History is contemporary: Ishmael Reed’s “Conjugating Hindi”

by LIYA WANG

Ishmael Reed’s new novel Conjugating Hindi (published by Dalkey Archives) is provocatively historical and inspirationally contemporary.

Set in Oakland, California, 2017, the story dramatizes how the old sin of slavery returns under a new president “who pretended to be champion of the Middle Class,” but whose “heart was with the rich”. Under such a circumstance, artists and Blacks are driven out of cities across the nation by real estate poachers (Conjugating 10). With this deplorable scene, the novel sets forth its satirical narration revolving about a commercial debating program on “Was Slavery All That Bad?”

Organized by Columbia Speakers Bureau in New York, the debate is carefully designed to make money from “a human holocaust” (Conjugating 23). For Reed readers, this subject is hardly new. From Freelance Pallbearers to Juice!, Ishmael Reed, with unfailing courage and unique narrative art, has been telling us how stories about human misery, especially those of Black slaves, are stolen and staged by the moneyed and the privileged for profit.

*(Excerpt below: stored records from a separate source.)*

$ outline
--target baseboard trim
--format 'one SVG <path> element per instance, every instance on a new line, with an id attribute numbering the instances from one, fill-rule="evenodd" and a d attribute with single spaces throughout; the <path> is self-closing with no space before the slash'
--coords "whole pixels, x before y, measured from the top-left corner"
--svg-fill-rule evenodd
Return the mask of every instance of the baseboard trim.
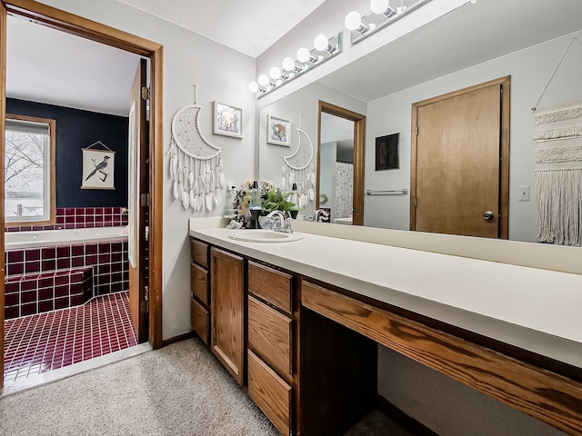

Conjugating Hindi probes deeper into this subject by introducing into the story world a right-wing Indian-American, who is used not only against his fellow countrymen, but Afro-Americans. Shashi Paramara and Peter Bowman participate in a series of debates before White conservative audiences. The novel signals Reed’s brisk stepping into the cultural and literary history of India. In various ways, this remarkable story reverberates with Reed’s persistent concern with American social reality as well as his imaginative construction of multicultural poetics which talks back to racism in American culture and literature.

Early in 1977 when interviewed by John Domini concerning the relationship between history and literature, Reed remarked that “the past is contemporary”, explaining his narrative “anachronism” (as is described by the postmodernists) as related to an African Vodun conception of time[1]. Such a statement should not be understood in a simplistic way. As Reed makes it clear in the same interview, “I see writing as a fine art, not just a medium for telling a story”. In another interview of the same year, he picked up the same issue with the following observation:

“I think slavery is contemporary; the same institutions that existed in the plantation situation of the eighteenth- and nineteenth-century South exist now” (Conversations, 120).

What is made clear here is a historical sense that is forcefully directed to the contemporary moment when this great novelist is writing. In other words, Reed is almost always addressing a public which seems to be forgetting about the past. Conjugating Hindi is surely about a present when “[E]very vote for Donald Trump was a vote for vulgarity. His supporters got exactly what they paid for” (July 28, 2017 NYTIMES). Very much like the situation described in The Terrible Twos where we see the Reagan administration was satisfied and sanguine while millions in the United States were starving, Conjugating Hindi presents us with similar social scenes, where even the White progressives are protesting against “income inequality”. In circumstances like these, the Black elite has to struggle for a modest existence.